Когда Игорь пришел в себя, он почти не поверил, что находится где-то далеко от печки, валенок и деревянного клоуна. Да, да, правильно, он – в Швейцарии… Та же комната, та же кушетка. Рядом – Сценарист. Держит его за руку, точно пульс щупает. Белого халата только не хватает, а так – вылитый заботливый врач. Доктор Айболит, блин!
– Ну как, получилось? – Игорь даже не помнил, рассказывал он обо всем этом Генриху Ивановичу, или тот при помощи каких-то волшебных очков смотрел вместе с ним этот авангардный бессюжетный фильм. Наверное, рассказывал – как же иначе? Но в таком случае, что мог извлечь Сценарист из того, что даже для носителя воспоминаний, Игоря, представлялось гигантской кучей хлама?
– Пока не могу сказать, – уклончиво молвил Генрих Иванович. – Поговорим, когда будет готов фильм.

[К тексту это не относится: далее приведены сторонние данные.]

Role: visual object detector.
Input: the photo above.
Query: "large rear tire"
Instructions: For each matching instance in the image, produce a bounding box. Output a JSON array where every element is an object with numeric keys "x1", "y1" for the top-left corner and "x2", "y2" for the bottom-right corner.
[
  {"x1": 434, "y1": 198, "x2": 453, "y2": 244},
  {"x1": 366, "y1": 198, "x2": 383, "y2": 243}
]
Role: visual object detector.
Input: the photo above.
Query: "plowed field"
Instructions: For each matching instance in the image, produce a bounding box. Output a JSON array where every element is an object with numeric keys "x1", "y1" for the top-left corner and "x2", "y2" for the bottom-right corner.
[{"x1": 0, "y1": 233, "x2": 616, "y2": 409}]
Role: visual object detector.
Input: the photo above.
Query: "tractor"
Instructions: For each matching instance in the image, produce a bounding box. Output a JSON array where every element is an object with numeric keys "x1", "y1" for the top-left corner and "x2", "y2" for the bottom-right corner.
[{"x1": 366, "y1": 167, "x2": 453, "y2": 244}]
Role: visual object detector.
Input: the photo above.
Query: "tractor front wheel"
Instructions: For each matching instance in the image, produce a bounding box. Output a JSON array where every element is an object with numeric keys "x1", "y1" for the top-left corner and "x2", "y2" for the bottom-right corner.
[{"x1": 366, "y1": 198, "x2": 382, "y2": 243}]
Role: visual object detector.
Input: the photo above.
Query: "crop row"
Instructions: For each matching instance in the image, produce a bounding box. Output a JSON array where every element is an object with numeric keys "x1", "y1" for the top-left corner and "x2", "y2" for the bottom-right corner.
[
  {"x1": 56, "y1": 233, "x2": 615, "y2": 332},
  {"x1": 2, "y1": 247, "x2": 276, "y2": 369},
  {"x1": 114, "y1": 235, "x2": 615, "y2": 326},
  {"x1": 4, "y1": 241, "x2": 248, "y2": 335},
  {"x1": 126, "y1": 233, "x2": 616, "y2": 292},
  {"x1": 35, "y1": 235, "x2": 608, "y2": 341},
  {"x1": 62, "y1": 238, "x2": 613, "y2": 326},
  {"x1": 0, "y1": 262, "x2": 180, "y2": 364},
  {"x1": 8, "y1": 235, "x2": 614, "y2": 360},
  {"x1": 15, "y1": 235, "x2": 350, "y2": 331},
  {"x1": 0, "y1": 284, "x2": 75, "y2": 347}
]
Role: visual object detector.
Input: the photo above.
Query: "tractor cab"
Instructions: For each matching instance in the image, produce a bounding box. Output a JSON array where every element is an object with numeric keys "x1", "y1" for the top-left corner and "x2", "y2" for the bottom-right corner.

– И что, я действительно увижу в нем не только свое прошлое, но и будущее? – допытывался Игорь.
Сценарист уже поднялся и вышел из комнаты с кушеткой, Игорь последовал за ним.
– Да. Все, что было, есть или будет важным для вас.
– А смерть Андрея там будет?
Игорь не успел придержать язык, сообразив, что об Андрее упоминать вроде бы не стоило. Но Сценарист ответил все так же невозмутимо:
– Если она вас потрясла, то обязательно будет.
– И за какой же срок вы собираетесь это сделать?
Игорь думал, что они пройдут в кабинет, где оформят заказ. Однако Сценарист, пренебрегая формальностями, проследовал дальше, вниз, в холл:
– Обычно на сценарий требуется несколько недель. На фильм – несколько месяцев.